The Symantec report points out the costs of these cryptojackings has on unsuspecting victims: devices are slowed down, while batteries overheat and can experience a reduced lifespan. When targeted by cryptojackings on a larger-scale, corporate networks face the possibility of getting shut down by coin mining apps, says Symantec. But on a smaller scale, coin miners can escape detection if the change on people’s energy bills is kept relatively small. “This allows cyber criminals to make money without victims even realizing they have something unwanted on their machine or on the website they are visiting,” the report states.

“If you’re stealing others’ energy and resources,” then your actions are unpredictable and largely unmonitored, making it harder to detect if a computer is being used illicitly, says Alex de Vries, the founder of Digiconomist, a site that tracks the energy consumption of bitcoin and ethereum mining, in a phone interview with The Verge, “We have no idea how many machines are being constantly used to mine. You might only notice after a few months that your energy bill is super high.”

“Attackers are moving to obtain more processing power to drive greater profit”

Cybercriminals will continue to try and harness more and more of our resources for mining,” Symantec’s director of Security Response Kevin Haley told The Verge, “So while a great portion of these threats are browser-based, hijacking PCs, Macs and smart phones, attackers are moving to obtain more processing power to drive greater profit.” 

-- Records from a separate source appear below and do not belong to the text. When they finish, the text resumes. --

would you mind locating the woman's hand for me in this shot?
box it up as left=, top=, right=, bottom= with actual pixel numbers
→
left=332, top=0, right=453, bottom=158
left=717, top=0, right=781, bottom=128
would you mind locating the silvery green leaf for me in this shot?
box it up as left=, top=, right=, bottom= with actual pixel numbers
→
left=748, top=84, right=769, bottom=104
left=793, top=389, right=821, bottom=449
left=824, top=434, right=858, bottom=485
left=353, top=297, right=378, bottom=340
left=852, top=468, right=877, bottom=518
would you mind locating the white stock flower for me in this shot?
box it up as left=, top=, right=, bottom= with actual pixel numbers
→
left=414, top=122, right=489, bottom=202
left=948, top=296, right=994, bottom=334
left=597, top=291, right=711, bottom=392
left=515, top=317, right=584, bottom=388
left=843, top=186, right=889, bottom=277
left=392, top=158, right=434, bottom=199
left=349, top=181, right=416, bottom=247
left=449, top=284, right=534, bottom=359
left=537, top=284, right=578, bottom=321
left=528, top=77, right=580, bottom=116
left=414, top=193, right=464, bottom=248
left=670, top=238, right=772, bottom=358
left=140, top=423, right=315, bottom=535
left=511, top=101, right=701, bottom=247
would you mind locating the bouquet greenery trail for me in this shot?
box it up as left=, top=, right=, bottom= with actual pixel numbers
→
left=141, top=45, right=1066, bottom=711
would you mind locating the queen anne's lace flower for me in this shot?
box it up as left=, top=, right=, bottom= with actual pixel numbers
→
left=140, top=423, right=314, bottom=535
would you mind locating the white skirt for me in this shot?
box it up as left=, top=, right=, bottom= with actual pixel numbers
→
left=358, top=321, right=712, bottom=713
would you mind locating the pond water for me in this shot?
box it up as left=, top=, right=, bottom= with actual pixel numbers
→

Cryptojacking is likely to remain an issue while it’s still profitable to mine cryptocurrencies off others’ computers and worth the risk of getting caught. If the prices of cryptocurrencies dip back down to become virtually worthless again, as they were when bitcoin was first created in 2009, coin mining could naturally disappear as a means of making money.

Update March 22, 12:00PM ET: This article has been updated to reflect that it was coin mining as an entire category and not cryptojacking that rose by 34,000 percent last year.